One upside to being ignored by the dating show craze has been escaping the saccharine fairy-tale narrative, after all—a big deal considering how so much work has been done in recent years to diversify the portrayal of gay romance on TV, so that it isn’t merely the Mitch and Cam happily-ever-after neutered tradition that makes gay life more palatable to conservatives. Still, as aggressively groomed host Lance Bass rightfully acknowledges early in the episode, “This is a game-changer. If nothing else, we should at least be getting a boner out of watching this TV show. Eric, Hot Eric With the Amazing Smile (I love Eric) is #bemyself. Following Robert’s anticlimactic reveal, we’re left with a scene in which Sam questions whether Robert is putting on a personality.

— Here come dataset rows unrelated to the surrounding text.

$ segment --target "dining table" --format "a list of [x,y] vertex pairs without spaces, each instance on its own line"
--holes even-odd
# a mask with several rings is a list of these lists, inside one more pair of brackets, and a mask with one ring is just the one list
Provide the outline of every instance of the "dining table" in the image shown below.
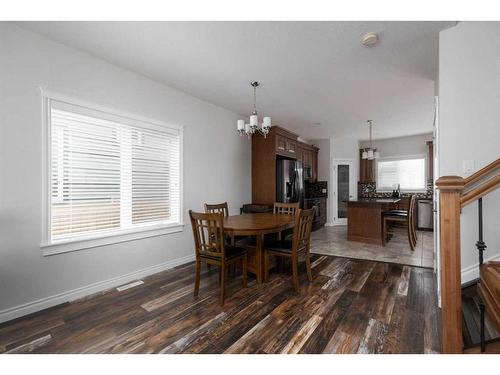
[[294,215],[274,213],[246,213],[224,218],[224,232],[231,238],[255,236],[255,247],[247,249],[247,269],[256,275],[257,283],[262,283],[264,278],[264,235],[293,228],[294,219]]

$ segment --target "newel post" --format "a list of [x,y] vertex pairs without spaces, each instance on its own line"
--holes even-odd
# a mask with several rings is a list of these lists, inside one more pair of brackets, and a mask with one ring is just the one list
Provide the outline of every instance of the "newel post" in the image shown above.
[[443,176],[439,189],[441,260],[441,332],[443,353],[462,353],[462,283],[460,263],[460,195],[464,179]]

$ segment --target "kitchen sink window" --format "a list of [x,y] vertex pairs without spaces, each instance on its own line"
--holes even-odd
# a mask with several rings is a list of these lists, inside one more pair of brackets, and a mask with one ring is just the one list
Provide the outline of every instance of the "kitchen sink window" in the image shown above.
[[426,189],[425,155],[381,158],[376,162],[377,191],[423,192]]

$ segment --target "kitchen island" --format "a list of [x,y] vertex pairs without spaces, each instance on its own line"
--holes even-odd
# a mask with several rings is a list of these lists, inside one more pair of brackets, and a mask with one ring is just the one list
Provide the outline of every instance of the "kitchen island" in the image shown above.
[[392,209],[399,201],[399,198],[347,201],[347,240],[383,246],[382,213]]

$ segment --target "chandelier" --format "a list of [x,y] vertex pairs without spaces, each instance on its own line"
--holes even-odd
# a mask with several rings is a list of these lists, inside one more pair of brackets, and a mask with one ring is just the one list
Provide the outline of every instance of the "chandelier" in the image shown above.
[[259,125],[259,115],[257,113],[257,87],[260,86],[260,83],[254,81],[251,82],[250,85],[253,87],[253,112],[250,115],[250,123],[245,123],[245,120],[238,120],[238,133],[240,136],[246,134],[248,138],[250,138],[250,136],[258,130],[265,138],[271,128],[271,117],[264,117],[262,119],[262,124]]
[[373,148],[373,145],[372,145],[373,120],[367,120],[366,122],[368,123],[368,127],[370,128],[370,147],[363,149],[363,153],[361,154],[361,158],[368,159],[368,160],[378,159],[380,157],[380,154],[376,148]]

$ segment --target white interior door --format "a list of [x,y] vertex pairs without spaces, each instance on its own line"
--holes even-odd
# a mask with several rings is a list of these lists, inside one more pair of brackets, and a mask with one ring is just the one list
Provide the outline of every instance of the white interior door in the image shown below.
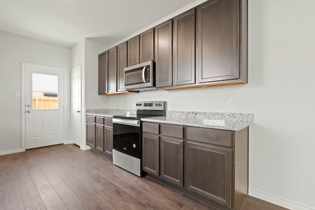
[[64,143],[64,71],[25,66],[25,148]]
[[74,144],[81,146],[81,66],[71,72],[71,128]]

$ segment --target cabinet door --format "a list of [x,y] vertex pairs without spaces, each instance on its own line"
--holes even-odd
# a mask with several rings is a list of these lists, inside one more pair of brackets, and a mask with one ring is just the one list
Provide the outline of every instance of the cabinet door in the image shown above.
[[108,54],[105,52],[98,55],[98,94],[108,92],[107,75],[108,73]]
[[87,145],[95,148],[95,123],[87,122]]
[[194,84],[194,8],[174,18],[173,52],[174,85]]
[[139,36],[135,36],[127,41],[128,66],[139,63]]
[[178,185],[184,185],[184,141],[161,137],[161,177]]
[[159,175],[159,137],[144,134],[142,136],[142,169],[149,174]]
[[113,156],[113,127],[104,126],[105,153]]
[[154,60],[154,29],[140,34],[140,62]]
[[230,208],[232,150],[187,143],[187,188]]
[[104,151],[104,125],[96,124],[95,148],[101,151]]
[[108,50],[108,92],[117,91],[117,48]]
[[172,20],[155,28],[156,85],[172,86]]
[[117,46],[117,91],[125,91],[125,72],[124,69],[127,67],[127,42]]
[[208,1],[196,9],[198,82],[239,78],[239,0]]

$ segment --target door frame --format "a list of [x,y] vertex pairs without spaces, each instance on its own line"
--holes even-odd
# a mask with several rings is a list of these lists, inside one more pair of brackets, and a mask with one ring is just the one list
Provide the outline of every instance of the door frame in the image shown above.
[[21,107],[22,107],[22,151],[25,151],[25,115],[26,115],[26,107],[25,107],[25,70],[26,66],[32,66],[38,68],[45,68],[51,70],[61,71],[63,72],[63,144],[66,144],[66,110],[65,109],[65,104],[66,104],[66,86],[65,86],[65,72],[66,69],[63,68],[56,68],[51,66],[47,66],[43,65],[38,65],[33,63],[29,63],[26,62],[22,62],[22,90],[21,93]]
[[70,101],[70,104],[71,104],[71,109],[70,110],[70,115],[71,115],[71,144],[74,144],[73,143],[73,131],[72,130],[72,121],[73,121],[73,119],[72,119],[72,108],[73,107],[73,101],[72,101],[72,72],[74,71],[76,71],[77,70],[80,70],[80,74],[81,75],[81,93],[80,93],[81,94],[81,104],[80,104],[80,106],[81,106],[81,121],[80,121],[80,126],[81,126],[81,130],[80,131],[80,134],[81,134],[81,139],[80,140],[80,147],[81,147],[82,145],[83,145],[83,144],[82,144],[82,130],[83,129],[83,128],[84,127],[84,126],[83,126],[83,124],[82,123],[82,114],[83,114],[83,112],[82,112],[82,103],[83,103],[83,100],[82,100],[82,65],[79,65],[78,66],[72,68],[71,70],[71,76],[70,77],[71,78],[71,101]]

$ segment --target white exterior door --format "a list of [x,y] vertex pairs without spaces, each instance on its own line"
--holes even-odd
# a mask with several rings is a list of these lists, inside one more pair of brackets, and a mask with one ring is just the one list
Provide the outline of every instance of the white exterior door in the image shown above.
[[71,72],[71,128],[73,144],[81,146],[81,66]]
[[64,70],[24,64],[26,149],[63,143]]

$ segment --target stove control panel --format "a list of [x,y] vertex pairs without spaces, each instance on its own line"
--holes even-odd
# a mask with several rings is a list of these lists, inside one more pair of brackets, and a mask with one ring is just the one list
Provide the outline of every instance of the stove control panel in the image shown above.
[[166,102],[164,101],[137,101],[136,109],[147,110],[166,110]]

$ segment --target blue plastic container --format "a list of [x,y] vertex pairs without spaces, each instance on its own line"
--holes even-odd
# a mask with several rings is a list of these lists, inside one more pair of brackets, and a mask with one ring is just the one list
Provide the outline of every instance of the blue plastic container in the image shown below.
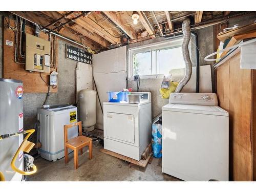
[[109,91],[107,93],[109,94],[109,102],[120,102],[127,101],[128,92]]

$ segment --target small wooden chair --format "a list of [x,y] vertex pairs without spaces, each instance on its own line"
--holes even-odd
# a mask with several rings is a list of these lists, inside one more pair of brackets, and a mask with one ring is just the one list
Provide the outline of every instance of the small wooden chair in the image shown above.
[[[78,125],[79,136],[72,139],[68,139],[68,129]],[[74,165],[75,169],[78,168],[78,150],[82,154],[82,147],[89,147],[89,159],[93,157],[93,139],[82,135],[82,121],[64,125],[64,146],[65,150],[65,163],[69,162],[69,148],[74,151]]]

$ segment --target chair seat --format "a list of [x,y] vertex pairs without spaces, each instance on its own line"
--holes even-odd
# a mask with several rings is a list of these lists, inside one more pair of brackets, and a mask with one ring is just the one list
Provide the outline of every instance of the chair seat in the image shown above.
[[92,140],[92,138],[82,135],[69,140],[66,144],[76,148],[79,147],[84,144],[90,142],[90,141]]

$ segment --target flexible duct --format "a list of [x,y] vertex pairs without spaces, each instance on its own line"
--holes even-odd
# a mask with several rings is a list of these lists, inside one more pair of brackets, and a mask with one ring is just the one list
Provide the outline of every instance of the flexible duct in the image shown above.
[[182,54],[183,55],[184,60],[185,64],[185,73],[183,78],[178,84],[176,93],[179,93],[183,87],[187,83],[191,77],[192,74],[192,63],[189,56],[189,51],[188,51],[188,44],[190,40],[190,29],[189,27],[190,20],[188,18],[185,19],[182,22],[182,31],[184,38],[182,43]]

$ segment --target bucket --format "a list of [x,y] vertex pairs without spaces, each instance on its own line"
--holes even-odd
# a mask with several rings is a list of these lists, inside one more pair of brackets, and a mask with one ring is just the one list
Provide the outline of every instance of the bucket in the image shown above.
[[127,102],[128,92],[108,91],[109,102]]

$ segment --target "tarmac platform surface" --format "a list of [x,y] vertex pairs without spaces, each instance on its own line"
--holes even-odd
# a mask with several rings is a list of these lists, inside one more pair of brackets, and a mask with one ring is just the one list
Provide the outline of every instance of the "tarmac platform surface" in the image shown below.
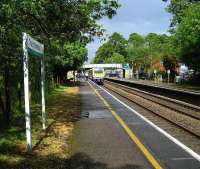
[[135,133],[161,168],[200,169],[197,159],[115,100],[103,88],[92,82],[90,85],[81,82],[81,102],[82,118],[75,127],[71,169],[156,168],[131,140],[112,111]]

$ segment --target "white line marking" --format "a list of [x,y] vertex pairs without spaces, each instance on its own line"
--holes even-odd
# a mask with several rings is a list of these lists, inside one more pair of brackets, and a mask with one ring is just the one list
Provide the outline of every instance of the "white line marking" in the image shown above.
[[[95,84],[94,82],[92,82],[92,83]],[[97,84],[95,84],[95,85],[98,86]],[[104,90],[107,94],[109,94],[111,97],[113,97],[119,103],[121,103],[123,106],[125,106],[126,108],[128,108],[129,110],[131,110],[134,114],[136,114],[137,116],[139,116],[141,119],[143,119],[145,122],[147,122],[153,128],[155,128],[157,131],[159,131],[160,133],[162,133],[164,136],[166,136],[172,142],[174,142],[175,144],[177,144],[179,147],[181,147],[183,150],[185,150],[192,157],[194,157],[195,159],[197,159],[198,161],[200,161],[200,155],[199,154],[197,154],[196,152],[194,152],[192,149],[190,149],[189,147],[187,147],[186,145],[184,145],[183,143],[181,143],[179,140],[177,140],[176,138],[174,138],[173,136],[171,136],[169,133],[167,133],[166,131],[164,131],[163,129],[161,129],[160,127],[158,127],[157,125],[155,125],[153,122],[151,122],[150,120],[148,120],[146,117],[144,117],[141,114],[139,114],[136,110],[134,110],[133,108],[131,108],[130,106],[128,106],[127,104],[125,104],[124,102],[122,102],[121,100],[119,100],[118,98],[116,98],[115,96],[113,96],[106,89],[102,88],[101,86],[98,86],[98,87],[100,89]]]

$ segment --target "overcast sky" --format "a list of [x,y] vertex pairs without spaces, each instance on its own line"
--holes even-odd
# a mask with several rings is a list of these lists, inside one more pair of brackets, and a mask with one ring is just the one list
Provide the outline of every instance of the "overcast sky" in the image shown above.
[[[102,19],[100,23],[110,36],[119,32],[126,39],[133,32],[146,35],[150,32],[168,33],[170,14],[166,12],[166,3],[162,0],[119,0],[121,8],[117,15],[110,19]],[[96,40],[88,45],[88,62],[102,43]]]

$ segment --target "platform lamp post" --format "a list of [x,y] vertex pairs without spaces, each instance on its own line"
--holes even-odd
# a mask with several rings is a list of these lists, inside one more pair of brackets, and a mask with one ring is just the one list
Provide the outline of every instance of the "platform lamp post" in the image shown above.
[[29,103],[29,53],[41,59],[41,104],[42,104],[42,128],[45,127],[45,71],[44,71],[44,45],[34,40],[27,33],[23,35],[23,67],[24,67],[24,103],[25,103],[25,124],[26,124],[26,142],[27,152],[31,153],[31,119],[30,119],[30,103]]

Straights have gotten to be messy and complicated for years. It’s 2016 and there has not been an all-gay dating show.” This is, for better or worse, a watershed moment. In the push for diversity in TV, the idea of a gay suitor on the actual Bachelor series has always seemed a provocative one. There are not-so subtle digs about Robby’s femininity.

It’s a big pop-culture milestone when it comes to normalizing the gay experience. This is basically a version of that, and as such is wish fulfillment for some, and a lightning rod to others. Everyone’s tsk-tsk-ing them for fighting on the first night, calling them petty.

Murphy, two College Humor comedians who also star in the "Hot Date" digital series, which has garnered over 100 million views to date.

Executive produced by Will Arnett ("Arrested Development," "30 Rock") and Electus production company Big Breakfast ("Adam Ruins Everything"), HOT DATE chronicles the social mores of dating, sex and marriage.

At worst, the decision to keep it secret stigmatizes sex work and betrays a TV show’s potential audience.